A question heard frequently in private practice is how do we stay on top of paperwork when our passion is engaging the client in doing meaningful work? What if clinical documentation supports them in getting additional resources such as disability or explores reunification with their children? When working with individuals or families involved in the Department of Human Services (DHS), probation, diversion, or other entities evaluating your client, the documentation you keep takes on an additional level of importance in capturing the client’s progress. So how does one balance recording the content of the session consistently while protecting client confidentiality? Balancing requirements for documentation with client privacy is an art form that requires consistency and practice.
Construction of Case Notes
Depending on your preference for hand written, typed, or electronic notes, your content and formatting of those notes could be dictated by private or state assistance insurance panels in order to process claims and receive payment for services rendered. With this in mind, most insurance panels require the following to be identified in each note:
- Full name of client and insurance ID
- Date of service
- Time of Service
- Duration of Service
- CPT Code that indicates individual therapy, family therapy, case management, etc.
- Overview of therapeutic interventions utilized in the session
- Progress towards identified treatment goals
- Current mental health diagnosis
- Client presentation in session
- Next scheduled appointment
By formatting your notes in a similar fashion, you can streamline any documentation needs from secondary parties desiring collaboration. Don’t forget a signed Release of Information from your client to facilitate collaboration!
Consistency in Content
Formatting not only provides the outline of a universal progress note, it can support consistency that will reduce the time spent on notes each week. Many therapists report frustration that their notes are behind schedule due to wanting to dedicate their time and energy to the client work. By utilizing a template for notes, it will become easier and more efficient to complete notes in a timely manner, especially in utilizing clinical language. When struggling with how to write clinical language that captures the professional interventions present in each session, it can be helpful to have some go-to phrases that indicate progress without providing too much detail. Here are some examples of common content and professional language that could be helpful in writing clinical notes:
Confidentiality for Clients
In addition to clinical documentation supporting professional record keeping in line with ethical requirements, another component it can support is client confidentiality. It can feel like a fine line providing adequate written evidence of professional interventions without violating client privacy.
One strategy to ask yourself is, “would my client feel uncomfortable with my notes being seen in court or by others?” If the answer is yes, you may want to re-evaluate how you write your notes to support clear, concise interventions that would not put confidentiality at risk. Below are some documentation tips to consider in supporting client privacy:
- Keep client direct quotes to a minimum. They are best included when capturing safety concerns. Client reported “I want to die” leading to assessment and safety planning in session.

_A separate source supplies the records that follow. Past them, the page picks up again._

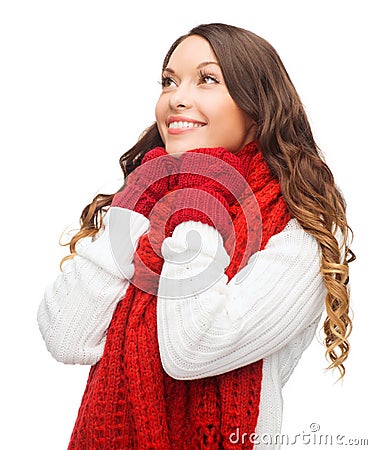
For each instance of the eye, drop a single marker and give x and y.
(167, 82)
(207, 78)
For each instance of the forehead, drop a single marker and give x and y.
(191, 52)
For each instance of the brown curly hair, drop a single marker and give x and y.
(258, 82)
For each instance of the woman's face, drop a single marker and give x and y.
(195, 109)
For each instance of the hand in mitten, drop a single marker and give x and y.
(148, 183)
(209, 180)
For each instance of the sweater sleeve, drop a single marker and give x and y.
(77, 308)
(207, 325)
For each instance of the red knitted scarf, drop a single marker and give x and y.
(131, 403)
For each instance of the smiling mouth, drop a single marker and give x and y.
(184, 125)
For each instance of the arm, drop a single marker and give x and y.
(208, 326)
(77, 308)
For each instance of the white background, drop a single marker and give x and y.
(78, 84)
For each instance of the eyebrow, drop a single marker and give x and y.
(199, 66)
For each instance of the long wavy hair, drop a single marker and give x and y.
(258, 82)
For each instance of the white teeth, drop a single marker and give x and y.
(184, 125)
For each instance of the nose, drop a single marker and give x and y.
(181, 98)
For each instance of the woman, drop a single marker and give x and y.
(192, 298)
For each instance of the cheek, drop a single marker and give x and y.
(160, 116)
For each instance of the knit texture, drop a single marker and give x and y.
(129, 401)
(209, 181)
(148, 183)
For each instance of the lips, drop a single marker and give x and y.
(180, 123)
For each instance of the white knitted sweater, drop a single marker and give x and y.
(268, 311)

- Avoid emotion-driven language without evidence such as, client was happy/sad/angry in session.
- Support ownership of statements such as, this writer observed or client reports when documenting statements or content of a session.
- Keep language neutral. It is best to avoid a positive or negative tone in notes to prevent accusations of bias or alignment that would put professionalism in question.
It is recommended you seek consultation or supervision to further explore your documentation needs. Your professional organizations can provide ethical guidelines whereas insurance panel websites offer Providers valuable templates for clinical documentation that meet audit standards. With luck, you will perfect your clinical writing to maximize time in therapeutic interventions while remaining compliant with documentation needs to best serve your clients and your practice.